Harrisburg, the insolvent capital of Pennsylvania, won tentative approval from a judge for a plan to end the city’s fiscal crisis by settling with creditors owed about $362.5 million.
“This is a thoughtful, well-conceived and well-calculated plan,” Commonwealth Court Judge Bonnie Leadbetter said at a hearing today. “It’s the best chance I think this city has seen in a long time to get its fiscal house in order.” She said she will confirm the plan “within a day or two.”
The judge must find that the city’s plan isn’t arbitrary or capricious, a legal standard that should be easy to meet, said Mark Kaufman, the attorney for the state receiver who negotiated the settlement. The receiver, William B. Lynch, forged a plan that saved the city more money than if it had remained in U.S. Bankruptcy Court, Kaufman said.
“Hopefully, this stands as a bellwether of how cities ought to” restructure their debt, Kaufman said in a phone interview before today’s hearing. In the past year, the city council has come to support the plan, he said.
The council on Sept. 16 approved legislation needed to implement the recovery, including the sale of a waste-to-energy incinerator, the lease of the parking system, an extension until 2017 of an income-tax increase on residents and changes to two union contracts, according to Kirk Petroski, the city clerk.
Harrisburg’s crisis stemmed from an overhaul and expansion of the incinerator, which doesn’t generate enough revenue to cover the debt. Governor Tom Corbett, a Republican, appointed Lynch under a state law that gave the receiver the authority to negotiate a settlement -- but not impose taxes or take other actions needed to implement the deal.

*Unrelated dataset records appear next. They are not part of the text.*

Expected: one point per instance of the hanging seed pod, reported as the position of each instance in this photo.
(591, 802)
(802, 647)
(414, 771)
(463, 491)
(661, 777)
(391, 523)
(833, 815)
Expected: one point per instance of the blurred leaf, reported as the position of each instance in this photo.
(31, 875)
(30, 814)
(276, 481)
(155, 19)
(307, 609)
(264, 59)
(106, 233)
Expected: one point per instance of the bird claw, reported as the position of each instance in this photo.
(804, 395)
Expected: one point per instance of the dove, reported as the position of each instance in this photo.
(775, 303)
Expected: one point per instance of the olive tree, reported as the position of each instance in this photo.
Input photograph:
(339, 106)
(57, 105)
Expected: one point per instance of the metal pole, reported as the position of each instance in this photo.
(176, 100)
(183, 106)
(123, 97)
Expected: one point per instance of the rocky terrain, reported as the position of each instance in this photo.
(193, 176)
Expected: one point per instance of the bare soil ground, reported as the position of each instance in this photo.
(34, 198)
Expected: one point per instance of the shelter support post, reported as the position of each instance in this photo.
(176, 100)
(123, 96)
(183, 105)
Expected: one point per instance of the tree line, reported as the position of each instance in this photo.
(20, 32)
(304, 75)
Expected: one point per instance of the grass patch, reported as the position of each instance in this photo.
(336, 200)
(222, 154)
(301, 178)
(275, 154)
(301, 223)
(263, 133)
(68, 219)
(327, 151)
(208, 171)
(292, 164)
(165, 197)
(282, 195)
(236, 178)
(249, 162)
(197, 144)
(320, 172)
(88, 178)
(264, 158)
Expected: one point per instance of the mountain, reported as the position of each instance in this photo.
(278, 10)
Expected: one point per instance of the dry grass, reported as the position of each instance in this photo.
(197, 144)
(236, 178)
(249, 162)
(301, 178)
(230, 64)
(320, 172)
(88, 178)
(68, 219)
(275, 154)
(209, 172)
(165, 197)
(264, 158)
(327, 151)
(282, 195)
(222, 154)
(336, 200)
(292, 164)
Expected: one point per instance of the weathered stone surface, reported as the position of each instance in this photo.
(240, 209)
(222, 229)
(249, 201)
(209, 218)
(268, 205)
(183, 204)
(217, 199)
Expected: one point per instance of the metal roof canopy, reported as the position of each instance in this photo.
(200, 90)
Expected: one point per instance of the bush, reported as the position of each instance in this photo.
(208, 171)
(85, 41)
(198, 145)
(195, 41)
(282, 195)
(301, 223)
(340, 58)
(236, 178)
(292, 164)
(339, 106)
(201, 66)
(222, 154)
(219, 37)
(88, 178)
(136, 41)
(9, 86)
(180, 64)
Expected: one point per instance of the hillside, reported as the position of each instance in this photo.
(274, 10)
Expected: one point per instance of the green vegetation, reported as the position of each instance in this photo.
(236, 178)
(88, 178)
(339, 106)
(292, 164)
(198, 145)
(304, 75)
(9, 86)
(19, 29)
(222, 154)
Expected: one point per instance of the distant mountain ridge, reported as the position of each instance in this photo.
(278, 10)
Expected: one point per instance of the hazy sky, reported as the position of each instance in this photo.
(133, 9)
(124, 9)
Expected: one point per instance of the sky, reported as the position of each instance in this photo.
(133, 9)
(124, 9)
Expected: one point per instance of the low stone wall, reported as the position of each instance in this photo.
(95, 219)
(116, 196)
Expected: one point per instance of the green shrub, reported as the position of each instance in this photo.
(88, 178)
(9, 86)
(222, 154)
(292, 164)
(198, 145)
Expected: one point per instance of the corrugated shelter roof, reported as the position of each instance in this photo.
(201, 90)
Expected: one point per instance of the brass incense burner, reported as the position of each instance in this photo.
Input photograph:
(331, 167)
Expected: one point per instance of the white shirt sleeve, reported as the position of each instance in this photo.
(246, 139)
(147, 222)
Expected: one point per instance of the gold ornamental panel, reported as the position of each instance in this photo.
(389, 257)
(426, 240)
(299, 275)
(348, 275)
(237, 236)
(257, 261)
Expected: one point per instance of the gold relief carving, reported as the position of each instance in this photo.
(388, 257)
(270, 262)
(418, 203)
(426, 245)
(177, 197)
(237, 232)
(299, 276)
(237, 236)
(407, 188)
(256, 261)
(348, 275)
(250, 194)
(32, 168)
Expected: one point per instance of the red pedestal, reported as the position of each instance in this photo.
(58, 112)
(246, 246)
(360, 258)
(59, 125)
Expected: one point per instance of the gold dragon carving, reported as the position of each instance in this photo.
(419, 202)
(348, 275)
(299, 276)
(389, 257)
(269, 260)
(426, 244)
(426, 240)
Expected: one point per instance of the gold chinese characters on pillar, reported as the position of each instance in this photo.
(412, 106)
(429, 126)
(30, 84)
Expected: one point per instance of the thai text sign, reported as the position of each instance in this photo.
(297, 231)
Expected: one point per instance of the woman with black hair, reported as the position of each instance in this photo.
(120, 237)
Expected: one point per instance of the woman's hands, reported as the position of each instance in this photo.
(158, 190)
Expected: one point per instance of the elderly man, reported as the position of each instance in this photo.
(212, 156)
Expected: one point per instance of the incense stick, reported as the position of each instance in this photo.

Most of the bills tied to the receiver’s plan passed unanimously, over the objections of City Controller Dan Miller, who urged the council to demand more concessions from creditors Assured Guaranty Municipal and Dauphin County.
“We could not have gotten a worse deal in bankruptcy than what we’re getting now,” Miller said in a phone interview before today’s hearing. “You come out of bankruptcy better than this.”
Miller, a Democrat, is running for mayor in November after winning the Republican write-in nomination in the May primary. He lost the Democratic nomination.
The amount raised by the incinerator sale and the parking lease wouldn’t fully repay the claims of Harrisburg’s largest creditors. They might get more money later, according to the plan. Municipal workers also agreed to make concessions.
After the lease and sale of assets, bond insurer Assured Guaranty (AGO) Municipal and Dauphin County would recover at least $210 million on claims totaling $298.5 million.
Proceeds from a fuel tax, if authorized by the state legislature, and from future parking revenue would satisfy the remainder.
The insurer and the county covered debt payments on the incinerator that the city skipped starting in 2009.
Lynch has been negotiating with all of the Harrisburg groups since he took over last year, following the resignation of lawyer David Unkovic. The rescue plan is designed to deal with a municipal debt burden of about $362.5 million, or roughly seven times the city’s general-fund budget.
In 2011, the council defied the mayor and state officials by placing the city of almost 50,000, which has a poverty rate more than twice the statewide average, under federal bankruptcy protection. The case was thrown out of bankruptcy court when the judge concluded that the council didn’t have the necessary authority from the state to file.
The case is Walker v. Harrisburg Authority, 569-MD-2011, Pennsylvania Commonwealth Court, Pennsylvania (Harrisburg).